The lot at 980 Madison Avenue had previously been occupied by a house owned by Seth Milliken and five rowhouses. Walker & Poor designed the building in a modern style, and it was opened on November 10, 1949. The opening ceremony had around 2,500 attendees and speakers included Hiram H. Parke, Robert W. Dowling and Leslie A. Hyam. The move led to the development of an art market on upper Madison Avenue. In March 1966 Peregrine Pollen, then president of Sotheby Parke Bernet, used the building for a concert by pianist Philippe Entremont. In 1967, a brownstone neighboring the galleries caught fire, and 200 people were evacuated from the building. None of the exhibits were damaged.

On June 9, 1987, Sotheby Parke-Bernet announced that it was closing the galleries, causing an uproar in the New York City art community. Klaus Perls, a German art dealer, said I am shattered by the news. I thought that Sotheby's was the greatest asset to the art market in New York that could be imagined. I think a lot of the glamour that has characterized the art market in New York over the last 20 years is going to disappear when Sotheby's leaves the premises. Parke-Bernet relocated to its York Avenue galleries. The building was then divided into small rooms for tenants and included in the Upper East Side Historic District.

=== Gagosian, 1987–present ===
Also in 1987, Larry Gagosian leased a small office there, gradually growing into it a multi-floor operation that eventually spanned nearly half the entire building. The gallery's first show there, “Jasper Johns: The Maps,” opened in February 1989.

In the 2000 A.I.A. Guide to New York City the building was described as "an insipid box unrelated to any cultural values."

In 2006, Aby Rosen offered to restore the building to its original appearance, but made the offer contingent upon being able to construct a 30-story glass tower on top of the galleries. The tower was designed by Norman Foster and supported by prominent figures such as Jeff Koons, Tory Burch, and Ronald Perelman. However, many in New York disliked the proposed design. After Manhattan Community Board 7 voted against the proposal in October 2006, the New York City Landmarks Commission also reviewed the proposal and rejected it in January 2007. Rosen and Foster then proposed a new, six story addition in May 2008, and in November 2009 a smaller, five story addition was accepted. The proposal had not been started in 2013 and Aby Rosen put the property on the market.

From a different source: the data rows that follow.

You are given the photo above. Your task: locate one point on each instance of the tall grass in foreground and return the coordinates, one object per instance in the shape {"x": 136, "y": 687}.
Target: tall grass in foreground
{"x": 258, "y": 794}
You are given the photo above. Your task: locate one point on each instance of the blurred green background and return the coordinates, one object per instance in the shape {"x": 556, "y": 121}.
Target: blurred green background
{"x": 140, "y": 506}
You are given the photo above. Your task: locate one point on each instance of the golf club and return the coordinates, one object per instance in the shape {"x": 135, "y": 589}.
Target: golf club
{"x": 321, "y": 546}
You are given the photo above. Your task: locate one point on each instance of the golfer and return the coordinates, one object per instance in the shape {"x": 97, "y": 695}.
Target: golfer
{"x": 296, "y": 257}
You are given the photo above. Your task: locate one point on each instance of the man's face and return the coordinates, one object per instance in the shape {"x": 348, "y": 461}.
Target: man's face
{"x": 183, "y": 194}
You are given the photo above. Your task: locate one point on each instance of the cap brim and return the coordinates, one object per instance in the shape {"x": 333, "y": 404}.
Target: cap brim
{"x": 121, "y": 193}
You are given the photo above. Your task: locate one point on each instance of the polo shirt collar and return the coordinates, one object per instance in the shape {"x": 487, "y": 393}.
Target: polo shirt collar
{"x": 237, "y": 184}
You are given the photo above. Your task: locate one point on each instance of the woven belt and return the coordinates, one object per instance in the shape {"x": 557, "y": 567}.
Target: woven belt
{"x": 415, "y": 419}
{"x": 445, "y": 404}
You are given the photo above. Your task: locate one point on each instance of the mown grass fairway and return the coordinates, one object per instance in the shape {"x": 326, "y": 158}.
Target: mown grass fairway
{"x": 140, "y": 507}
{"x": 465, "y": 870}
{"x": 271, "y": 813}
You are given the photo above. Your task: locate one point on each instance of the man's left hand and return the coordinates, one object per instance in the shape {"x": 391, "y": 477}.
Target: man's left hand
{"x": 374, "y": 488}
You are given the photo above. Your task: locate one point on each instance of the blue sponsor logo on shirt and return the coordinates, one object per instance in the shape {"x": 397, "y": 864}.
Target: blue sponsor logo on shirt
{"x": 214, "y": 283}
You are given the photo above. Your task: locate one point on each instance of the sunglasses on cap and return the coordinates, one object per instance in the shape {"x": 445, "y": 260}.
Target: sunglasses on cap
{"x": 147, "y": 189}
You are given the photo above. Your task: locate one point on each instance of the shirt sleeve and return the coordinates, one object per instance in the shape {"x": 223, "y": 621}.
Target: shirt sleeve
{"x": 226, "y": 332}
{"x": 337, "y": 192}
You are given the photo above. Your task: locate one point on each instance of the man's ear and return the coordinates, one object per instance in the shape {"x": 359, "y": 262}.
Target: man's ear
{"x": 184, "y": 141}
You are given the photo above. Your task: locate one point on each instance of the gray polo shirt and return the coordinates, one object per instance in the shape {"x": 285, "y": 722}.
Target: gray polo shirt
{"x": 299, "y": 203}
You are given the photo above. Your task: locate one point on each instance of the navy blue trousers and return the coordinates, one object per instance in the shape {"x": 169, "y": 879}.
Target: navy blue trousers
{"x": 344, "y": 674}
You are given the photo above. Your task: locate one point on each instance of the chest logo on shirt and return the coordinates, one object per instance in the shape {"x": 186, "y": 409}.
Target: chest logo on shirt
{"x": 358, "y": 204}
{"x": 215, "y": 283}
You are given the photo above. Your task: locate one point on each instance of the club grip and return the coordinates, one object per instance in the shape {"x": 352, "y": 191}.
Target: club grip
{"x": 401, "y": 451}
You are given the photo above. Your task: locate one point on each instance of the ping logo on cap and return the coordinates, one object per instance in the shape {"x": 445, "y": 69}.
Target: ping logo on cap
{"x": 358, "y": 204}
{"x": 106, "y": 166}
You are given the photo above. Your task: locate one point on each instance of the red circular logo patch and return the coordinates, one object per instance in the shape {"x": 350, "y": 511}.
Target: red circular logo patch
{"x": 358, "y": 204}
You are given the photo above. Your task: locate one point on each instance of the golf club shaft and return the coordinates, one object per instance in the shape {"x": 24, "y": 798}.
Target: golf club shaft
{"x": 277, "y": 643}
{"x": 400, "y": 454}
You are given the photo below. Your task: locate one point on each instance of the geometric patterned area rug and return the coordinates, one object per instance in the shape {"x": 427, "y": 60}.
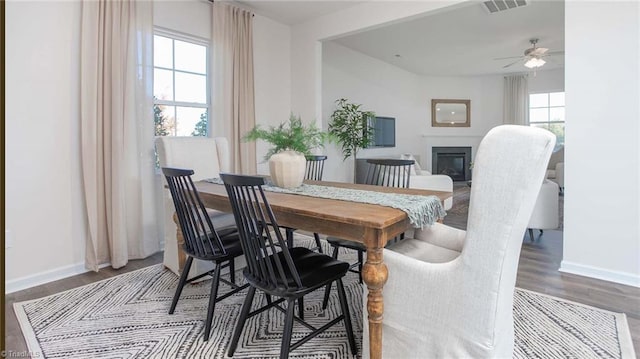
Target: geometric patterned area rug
{"x": 127, "y": 317}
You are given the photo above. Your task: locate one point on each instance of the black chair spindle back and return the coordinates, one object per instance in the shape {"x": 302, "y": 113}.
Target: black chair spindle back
{"x": 260, "y": 235}
{"x": 200, "y": 238}
{"x": 389, "y": 172}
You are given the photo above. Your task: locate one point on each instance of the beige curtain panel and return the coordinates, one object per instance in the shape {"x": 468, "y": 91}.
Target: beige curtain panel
{"x": 232, "y": 74}
{"x": 516, "y": 100}
{"x": 117, "y": 131}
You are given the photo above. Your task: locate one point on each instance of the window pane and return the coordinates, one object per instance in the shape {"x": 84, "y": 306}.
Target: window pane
{"x": 191, "y": 88}
{"x": 187, "y": 118}
{"x": 538, "y": 115}
{"x": 556, "y": 99}
{"x": 556, "y": 114}
{"x": 165, "y": 120}
{"x": 162, "y": 52}
{"x": 539, "y": 100}
{"x": 163, "y": 84}
{"x": 558, "y": 130}
{"x": 540, "y": 125}
{"x": 191, "y": 57}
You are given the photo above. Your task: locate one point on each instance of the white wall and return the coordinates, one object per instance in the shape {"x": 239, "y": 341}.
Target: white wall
{"x": 391, "y": 91}
{"x": 44, "y": 204}
{"x": 43, "y": 195}
{"x": 272, "y": 78}
{"x": 547, "y": 81}
{"x": 306, "y": 54}
{"x": 602, "y": 173}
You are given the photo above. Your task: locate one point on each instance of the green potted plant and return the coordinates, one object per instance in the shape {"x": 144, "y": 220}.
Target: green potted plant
{"x": 351, "y": 128}
{"x": 291, "y": 141}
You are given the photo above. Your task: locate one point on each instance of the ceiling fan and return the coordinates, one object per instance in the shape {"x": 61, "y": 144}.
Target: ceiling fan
{"x": 533, "y": 56}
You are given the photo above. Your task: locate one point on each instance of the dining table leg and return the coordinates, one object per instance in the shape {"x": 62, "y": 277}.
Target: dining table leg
{"x": 374, "y": 274}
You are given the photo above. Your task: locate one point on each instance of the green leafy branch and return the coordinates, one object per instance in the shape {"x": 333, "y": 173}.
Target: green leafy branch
{"x": 292, "y": 135}
{"x": 350, "y": 126}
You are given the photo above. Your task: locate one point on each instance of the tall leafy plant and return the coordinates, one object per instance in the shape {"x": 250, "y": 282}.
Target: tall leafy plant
{"x": 350, "y": 126}
{"x": 292, "y": 135}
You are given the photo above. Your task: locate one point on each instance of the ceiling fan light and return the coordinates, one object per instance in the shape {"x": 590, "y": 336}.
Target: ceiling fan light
{"x": 534, "y": 62}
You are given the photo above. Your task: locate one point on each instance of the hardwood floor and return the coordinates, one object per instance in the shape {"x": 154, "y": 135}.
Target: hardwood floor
{"x": 537, "y": 271}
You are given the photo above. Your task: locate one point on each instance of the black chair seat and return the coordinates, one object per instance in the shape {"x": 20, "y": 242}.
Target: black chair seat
{"x": 315, "y": 270}
{"x": 334, "y": 241}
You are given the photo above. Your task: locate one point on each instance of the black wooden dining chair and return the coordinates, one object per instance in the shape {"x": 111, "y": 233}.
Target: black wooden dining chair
{"x": 201, "y": 240}
{"x": 381, "y": 172}
{"x": 313, "y": 171}
{"x": 288, "y": 273}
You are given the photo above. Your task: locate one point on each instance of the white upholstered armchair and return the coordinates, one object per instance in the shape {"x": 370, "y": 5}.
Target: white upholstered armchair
{"x": 207, "y": 157}
{"x": 449, "y": 292}
{"x": 555, "y": 168}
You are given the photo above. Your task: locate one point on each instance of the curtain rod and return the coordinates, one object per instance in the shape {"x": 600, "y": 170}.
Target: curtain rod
{"x": 252, "y": 14}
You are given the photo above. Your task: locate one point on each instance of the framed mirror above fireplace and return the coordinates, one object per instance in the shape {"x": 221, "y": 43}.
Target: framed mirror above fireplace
{"x": 450, "y": 113}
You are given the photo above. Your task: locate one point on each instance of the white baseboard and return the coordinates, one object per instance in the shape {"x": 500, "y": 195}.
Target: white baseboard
{"x": 599, "y": 273}
{"x": 33, "y": 280}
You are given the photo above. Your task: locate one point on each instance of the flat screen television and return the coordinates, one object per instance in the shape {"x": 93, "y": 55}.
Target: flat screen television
{"x": 384, "y": 132}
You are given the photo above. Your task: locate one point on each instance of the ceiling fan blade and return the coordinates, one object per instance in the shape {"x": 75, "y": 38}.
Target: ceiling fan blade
{"x": 538, "y": 51}
{"x": 551, "y": 53}
{"x": 511, "y": 64}
{"x": 510, "y": 57}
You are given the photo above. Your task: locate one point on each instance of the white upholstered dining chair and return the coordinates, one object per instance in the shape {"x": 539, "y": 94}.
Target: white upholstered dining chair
{"x": 207, "y": 157}
{"x": 449, "y": 292}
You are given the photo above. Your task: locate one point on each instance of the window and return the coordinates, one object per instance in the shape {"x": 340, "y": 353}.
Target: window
{"x": 546, "y": 110}
{"x": 181, "y": 100}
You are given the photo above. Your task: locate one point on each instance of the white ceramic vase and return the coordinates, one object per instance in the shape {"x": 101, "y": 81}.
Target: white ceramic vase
{"x": 287, "y": 168}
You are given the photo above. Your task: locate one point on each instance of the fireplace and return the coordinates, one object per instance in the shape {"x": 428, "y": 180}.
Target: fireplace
{"x": 452, "y": 161}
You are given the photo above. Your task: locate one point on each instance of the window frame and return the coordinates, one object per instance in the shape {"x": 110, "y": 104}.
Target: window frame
{"x": 548, "y": 122}
{"x": 177, "y": 35}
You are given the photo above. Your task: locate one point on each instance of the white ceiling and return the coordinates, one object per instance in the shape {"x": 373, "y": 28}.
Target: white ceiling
{"x": 459, "y": 41}
{"x": 294, "y": 12}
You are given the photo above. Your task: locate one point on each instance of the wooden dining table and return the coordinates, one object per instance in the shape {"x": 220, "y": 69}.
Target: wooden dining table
{"x": 370, "y": 224}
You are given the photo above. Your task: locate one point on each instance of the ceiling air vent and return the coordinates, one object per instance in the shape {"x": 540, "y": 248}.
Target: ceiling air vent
{"x": 494, "y": 6}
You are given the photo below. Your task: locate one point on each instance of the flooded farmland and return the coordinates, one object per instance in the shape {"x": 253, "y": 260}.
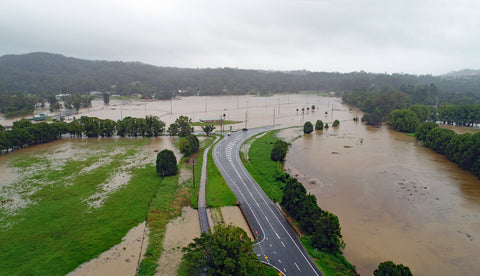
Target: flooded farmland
{"x": 395, "y": 199}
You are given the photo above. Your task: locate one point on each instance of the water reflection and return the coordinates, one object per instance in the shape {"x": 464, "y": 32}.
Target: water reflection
{"x": 395, "y": 199}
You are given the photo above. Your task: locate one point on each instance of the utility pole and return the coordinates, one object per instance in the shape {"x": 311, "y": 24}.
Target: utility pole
{"x": 193, "y": 169}
{"x": 273, "y": 115}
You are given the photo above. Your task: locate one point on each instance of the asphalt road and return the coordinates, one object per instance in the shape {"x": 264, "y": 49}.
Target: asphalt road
{"x": 277, "y": 245}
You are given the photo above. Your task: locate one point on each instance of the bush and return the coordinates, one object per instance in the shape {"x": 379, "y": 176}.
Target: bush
{"x": 391, "y": 269}
{"x": 166, "y": 163}
{"x": 424, "y": 129}
{"x": 403, "y": 120}
{"x": 279, "y": 151}
{"x": 307, "y": 128}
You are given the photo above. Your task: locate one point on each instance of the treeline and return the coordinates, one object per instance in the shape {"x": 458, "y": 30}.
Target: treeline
{"x": 462, "y": 149}
{"x": 45, "y": 74}
{"x": 379, "y": 105}
{"x": 323, "y": 226}
{"x": 24, "y": 132}
{"x": 17, "y": 105}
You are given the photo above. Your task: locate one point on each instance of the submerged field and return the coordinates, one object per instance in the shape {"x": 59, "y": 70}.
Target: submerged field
{"x": 64, "y": 204}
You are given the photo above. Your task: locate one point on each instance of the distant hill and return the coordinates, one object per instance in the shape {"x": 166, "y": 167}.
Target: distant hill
{"x": 465, "y": 73}
{"x": 46, "y": 74}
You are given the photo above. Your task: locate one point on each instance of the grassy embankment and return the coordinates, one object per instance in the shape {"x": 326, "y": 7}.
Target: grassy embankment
{"x": 218, "y": 193}
{"x": 166, "y": 205}
{"x": 265, "y": 171}
{"x": 59, "y": 231}
{"x": 198, "y": 172}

In 2019 Ramy Brook, a fashion house, opened a flagship store at the location. Rosen's company, RFR Holding, obtained a $238 million commercial mortgage-backed security loan for the building in 2021. At the time, Rosen was spending money to renovate the building and attract art-related tenants. Two women's clothing stores leased space at 980 Madison Avenue in early 2023. RFR proposed leasing 85 percent of the building's space to Bloomberg Philanthropies in October 2023, displacing Gagosian from the site.